Kelowna man gets 11 years for 1993 killing of Jennifer Cusworth


With time served and credit given while awaiting trial, Neil Snelson has one year and nine months left on his sentence.

Cam Fortems, Kamloops This Week

Family and friends of a 19-year-old Kelowna woman who was strangled and beaten to death in 1993 gasped inside the Kamloops courtroom as a B.C. Supreme Court Justice sentenced her killer to 11 years in jail.

With time served and credit given at a two-for-one ratio while awaiting trial, Neil Snelson has one year and nine months left on his sentence.

He was found guilty in June by a jury in Kamloops of manslaughter in the death of Jennifer Cusworth, whose body was found in a ditch outside Kelowna in October 1993.

Justice Dev Dley said the Crown had not proven beyond a reasonable doubt that Cusworth was sexually assaulted by Snelson before she died. Without that factor, a sentence in the range of 10 to 12 years was in order, he said.

“He was found guilty in two trials and gets a year?” Jennifer’s father, Terry, told reporters outside the courtroom.

Jennifer’s mother, Jean, related in a victim-impact statement in court last week that an attorney general once told the couple it was their duty to keep the case alive while police sought Jennifer’s killer. They appeared regularly in newspapers and on television, asking for help in the investigation while they grieved their daughter’s death.

“We don’t have a justice system,” Jean told reporters after the sentencing. “We have a legal system and it’s badly flawed.”

In 2008, RCMP focused on Snelson, who was at the same house party Cusworth attended. Police obtained his DNA, which matched semen found in Cusworth’s body.

Snelson was charged with first-degree murder, but found guilty of the lesser charge of manslaughter by a jury in 2011. The B.C. Court of Appeal ordered a retrial after it found the Crown could not enter as evidence a question put to Snelson by police about whether he was going to plead guilty or innocent.

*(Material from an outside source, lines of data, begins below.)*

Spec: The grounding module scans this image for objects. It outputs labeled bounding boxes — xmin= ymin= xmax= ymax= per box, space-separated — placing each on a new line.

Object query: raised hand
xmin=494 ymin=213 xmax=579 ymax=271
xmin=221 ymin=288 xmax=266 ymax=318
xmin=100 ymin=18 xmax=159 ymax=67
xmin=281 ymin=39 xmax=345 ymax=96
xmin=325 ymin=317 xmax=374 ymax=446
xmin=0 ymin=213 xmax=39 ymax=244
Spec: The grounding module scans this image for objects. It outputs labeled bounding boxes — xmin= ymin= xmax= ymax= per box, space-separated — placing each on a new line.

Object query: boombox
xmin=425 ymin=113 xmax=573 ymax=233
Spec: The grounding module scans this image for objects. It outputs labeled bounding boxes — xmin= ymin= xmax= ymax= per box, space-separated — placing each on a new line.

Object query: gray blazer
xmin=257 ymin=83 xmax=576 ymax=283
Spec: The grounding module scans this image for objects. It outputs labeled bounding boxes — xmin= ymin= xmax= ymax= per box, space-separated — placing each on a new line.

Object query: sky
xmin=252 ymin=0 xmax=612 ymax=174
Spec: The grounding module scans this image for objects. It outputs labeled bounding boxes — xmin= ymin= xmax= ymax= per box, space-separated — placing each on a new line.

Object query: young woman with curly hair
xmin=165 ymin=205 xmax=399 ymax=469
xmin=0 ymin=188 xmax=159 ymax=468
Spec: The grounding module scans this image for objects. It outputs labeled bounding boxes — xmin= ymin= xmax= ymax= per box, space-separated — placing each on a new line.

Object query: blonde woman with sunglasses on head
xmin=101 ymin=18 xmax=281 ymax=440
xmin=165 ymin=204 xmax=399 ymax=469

Snelson’s second trial took place in Kamloops after he requested a change of venue last year.

Crown prosecutor Iain Currie asked for at least 15 years prison, the same sentence given after the first trial in 2011, while defence lawyer Richard Fowler argued for 10 to 12 years.

Dley said Snelson suffered while in jail and spent time in a psychiatric hospital as a result. He is estranged from three of his four children and his wife left him following the first conviction. He continues to deny responsibility.

His lawyer presented letters from members of Snelson’s church in Kelowna attesting to his character.

“They did not, and do not, appreciate the dark side of Mr. Snelson,” Dley said, calling it “a savage and violent attack on a victim who did not or could not defend herself.”

Cusworth was so impaired at the party that her friends intended to keep watch on her. But, she disappeared from the house in the early hours of the morning and her body was found in the ditch 27 hours later.

Snelson has two previous convictions for indecent exposure.